May 16, 2016 4:16 pm0 commentsViews: 45
Michael Brand, Member of the Bundestag (Photo courtey: michael-brand.de)

Mr Michael Brand, Member of the Bundestag (Photo courtey: michael-brand.de)

(TibetanReview.net, May14, 2016) – China has on May 12 not only confirmed that it had refused entry to the Chairman of the Committee on Human Rights and Humanitarian Aid of the Federal German Parliament but also warned that it was “unwise” of the committee to issue a statement May 11 on the development.

Addressing a regular press briefing, China’s Foreign Ministry Spokesperson Lu Kang has accused the chairman, Mr Michael Brand, of having “blatantly breached the commitment of the German government to the ‘one China’ policy” and of having “stuck his heels in advocating ‘Tibet independence’”.

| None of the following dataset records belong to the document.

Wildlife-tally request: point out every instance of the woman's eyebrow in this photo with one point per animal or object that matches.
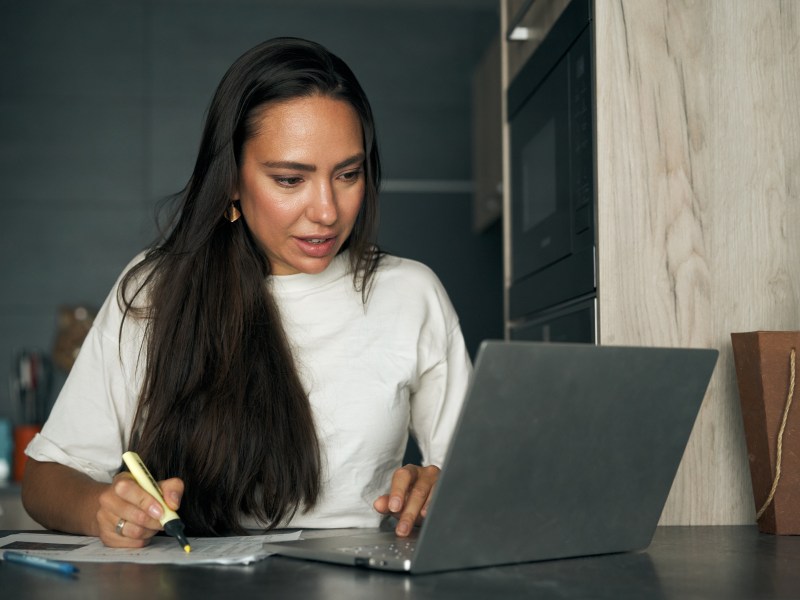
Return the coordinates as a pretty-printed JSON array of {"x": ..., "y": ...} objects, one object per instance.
[{"x": 298, "y": 166}]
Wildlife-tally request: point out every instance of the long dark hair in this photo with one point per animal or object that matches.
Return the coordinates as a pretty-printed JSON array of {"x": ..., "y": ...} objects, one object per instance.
[{"x": 222, "y": 405}]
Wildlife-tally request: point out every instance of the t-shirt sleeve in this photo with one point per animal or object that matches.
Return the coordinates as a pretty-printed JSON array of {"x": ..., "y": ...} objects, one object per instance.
[
  {"x": 437, "y": 397},
  {"x": 89, "y": 425}
]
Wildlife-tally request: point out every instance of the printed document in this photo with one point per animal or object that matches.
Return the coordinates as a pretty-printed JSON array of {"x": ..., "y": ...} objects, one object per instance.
[{"x": 238, "y": 550}]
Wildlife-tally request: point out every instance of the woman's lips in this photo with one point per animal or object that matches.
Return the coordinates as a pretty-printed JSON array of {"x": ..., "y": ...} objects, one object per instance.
[{"x": 316, "y": 247}]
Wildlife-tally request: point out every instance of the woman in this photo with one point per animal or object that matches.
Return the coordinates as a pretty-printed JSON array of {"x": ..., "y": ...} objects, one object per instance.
[{"x": 265, "y": 359}]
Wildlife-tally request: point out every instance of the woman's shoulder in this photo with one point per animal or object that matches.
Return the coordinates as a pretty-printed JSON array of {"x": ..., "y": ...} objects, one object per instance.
[
  {"x": 398, "y": 267},
  {"x": 407, "y": 278}
]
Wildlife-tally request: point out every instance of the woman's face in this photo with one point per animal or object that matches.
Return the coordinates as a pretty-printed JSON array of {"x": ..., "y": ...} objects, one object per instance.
[{"x": 301, "y": 181}]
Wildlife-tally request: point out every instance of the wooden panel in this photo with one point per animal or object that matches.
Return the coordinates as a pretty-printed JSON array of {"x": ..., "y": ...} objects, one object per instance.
[{"x": 698, "y": 139}]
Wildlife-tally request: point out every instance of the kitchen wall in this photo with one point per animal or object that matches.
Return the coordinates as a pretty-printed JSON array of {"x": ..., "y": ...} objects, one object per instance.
[{"x": 101, "y": 106}]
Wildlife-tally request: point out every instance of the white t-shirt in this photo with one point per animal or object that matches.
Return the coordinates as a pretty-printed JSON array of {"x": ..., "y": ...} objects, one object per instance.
[{"x": 372, "y": 371}]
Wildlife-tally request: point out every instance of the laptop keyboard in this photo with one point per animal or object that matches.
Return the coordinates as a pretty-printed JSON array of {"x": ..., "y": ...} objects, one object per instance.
[{"x": 398, "y": 550}]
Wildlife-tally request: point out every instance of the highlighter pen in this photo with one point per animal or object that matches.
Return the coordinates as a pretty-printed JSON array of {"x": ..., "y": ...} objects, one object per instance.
[
  {"x": 170, "y": 519},
  {"x": 40, "y": 563}
]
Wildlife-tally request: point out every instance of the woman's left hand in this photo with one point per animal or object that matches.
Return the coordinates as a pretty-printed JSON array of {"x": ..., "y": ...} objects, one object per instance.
[{"x": 408, "y": 499}]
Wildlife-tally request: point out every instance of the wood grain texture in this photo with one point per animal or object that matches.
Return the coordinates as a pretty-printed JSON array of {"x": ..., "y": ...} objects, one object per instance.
[{"x": 698, "y": 178}]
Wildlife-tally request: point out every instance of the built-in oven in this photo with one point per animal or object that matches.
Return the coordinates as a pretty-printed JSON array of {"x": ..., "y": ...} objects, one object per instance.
[{"x": 550, "y": 112}]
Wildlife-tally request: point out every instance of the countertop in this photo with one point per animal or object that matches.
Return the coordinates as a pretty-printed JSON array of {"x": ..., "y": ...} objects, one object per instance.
[{"x": 716, "y": 562}]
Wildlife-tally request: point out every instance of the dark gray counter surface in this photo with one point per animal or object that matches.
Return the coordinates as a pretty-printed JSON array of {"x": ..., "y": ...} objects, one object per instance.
[{"x": 730, "y": 563}]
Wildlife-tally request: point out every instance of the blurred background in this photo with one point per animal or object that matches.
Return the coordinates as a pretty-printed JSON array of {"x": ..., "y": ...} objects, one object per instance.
[{"x": 101, "y": 109}]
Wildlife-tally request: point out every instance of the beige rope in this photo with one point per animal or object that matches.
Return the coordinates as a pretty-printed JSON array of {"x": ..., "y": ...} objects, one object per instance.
[{"x": 780, "y": 439}]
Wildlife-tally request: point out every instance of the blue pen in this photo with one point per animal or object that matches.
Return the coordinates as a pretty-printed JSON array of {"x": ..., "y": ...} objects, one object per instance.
[{"x": 40, "y": 563}]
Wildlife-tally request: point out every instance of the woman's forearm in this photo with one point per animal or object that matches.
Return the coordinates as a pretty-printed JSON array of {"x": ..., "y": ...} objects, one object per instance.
[{"x": 61, "y": 498}]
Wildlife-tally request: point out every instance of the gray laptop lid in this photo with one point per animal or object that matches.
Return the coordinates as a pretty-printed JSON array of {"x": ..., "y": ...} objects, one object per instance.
[{"x": 561, "y": 450}]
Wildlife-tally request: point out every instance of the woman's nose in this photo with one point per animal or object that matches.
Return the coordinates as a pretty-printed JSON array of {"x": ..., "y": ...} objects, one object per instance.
[{"x": 322, "y": 206}]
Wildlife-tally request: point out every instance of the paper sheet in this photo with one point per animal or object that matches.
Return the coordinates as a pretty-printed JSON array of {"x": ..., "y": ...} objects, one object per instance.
[{"x": 237, "y": 550}]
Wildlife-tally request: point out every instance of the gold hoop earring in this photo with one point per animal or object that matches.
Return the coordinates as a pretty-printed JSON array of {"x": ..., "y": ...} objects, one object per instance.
[{"x": 232, "y": 213}]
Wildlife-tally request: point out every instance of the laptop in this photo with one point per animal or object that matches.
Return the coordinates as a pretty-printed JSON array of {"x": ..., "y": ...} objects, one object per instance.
[{"x": 561, "y": 450}]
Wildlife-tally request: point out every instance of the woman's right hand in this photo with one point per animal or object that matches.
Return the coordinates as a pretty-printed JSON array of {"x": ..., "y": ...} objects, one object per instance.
[{"x": 128, "y": 516}]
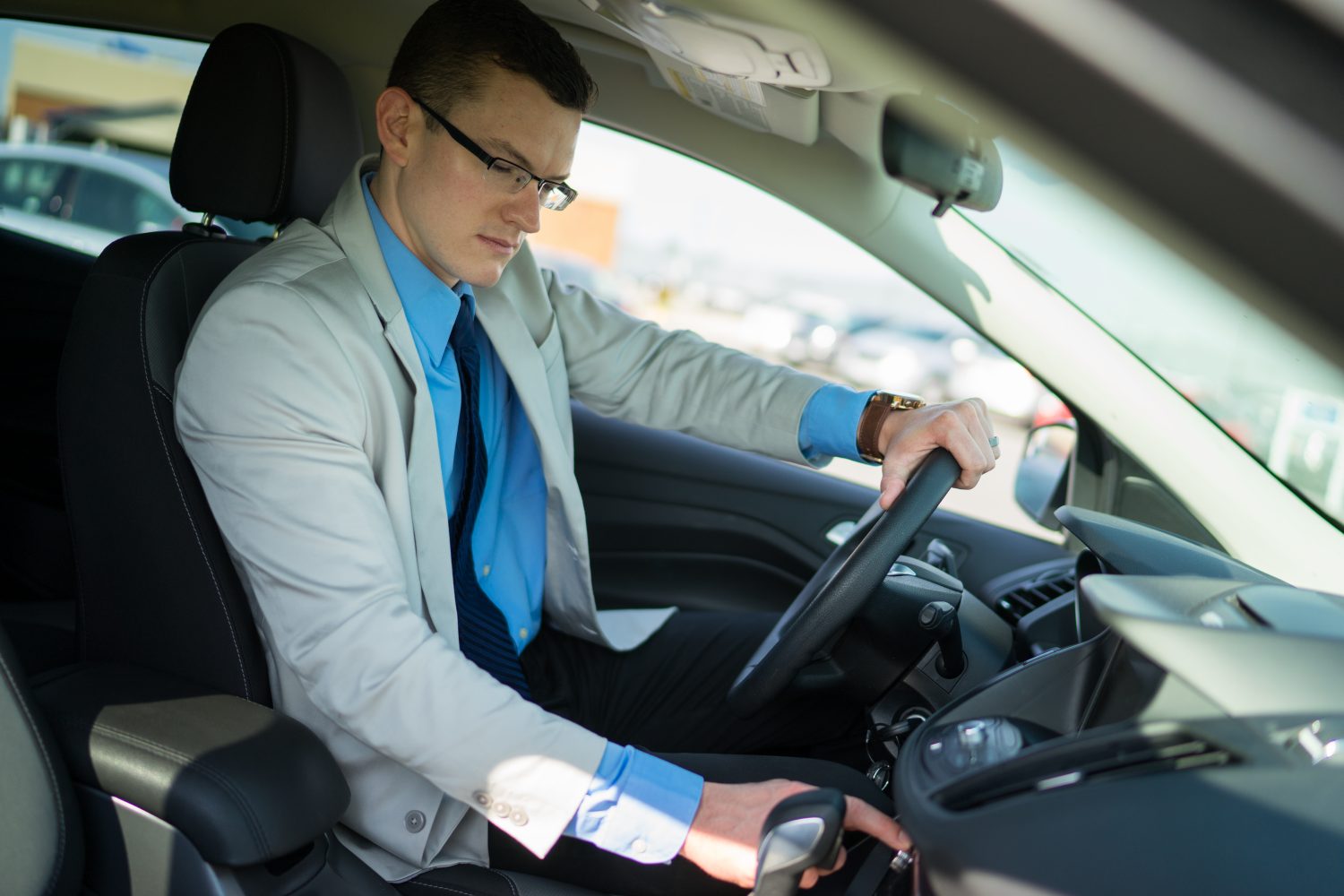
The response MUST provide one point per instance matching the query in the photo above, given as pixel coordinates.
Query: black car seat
(268, 134)
(40, 837)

This apparently referred to Mr Brand’s participation in Tibet-related events in Germany despite being sounded off by the Chinese embassy there. For example, in May of 2015, he gave a speech at Tibet Initiative Deutschland’s annual membership meeting in Frankfurt despite being asked by the Chinese ambassador to cancel his participation in that event, said the Tibet support group in a May 11 statement. And China’s official globaltimes.cn May 13 specifically stated this to be reason for denying him entry.

“I can say for sure that China will not welcome such a man,” Lu has said in his briefing, which is posted on the ministry’s website.

Lu has maintained that the Chinese Embassy in Germany and relevant departments had done a lot of work preparing for the visit of the Human Rights Committee of the Federal German Parliament. But in the light of its ban on Mr Brand, will China now dictate who can or cannot be members of the committee for the visit, if it is allowed to go ahead?

Lu has suggested that Brand was blacklisted purely for what China perceived was his position on Tibet, although Mr Brand clearly would not agree with that since he does not support Tibet’s independence from China’s rule. “We don’t invite him to China, not because of what he said about China’s human rights, since you know that he is not the only one that has something to say about China’s human rights.”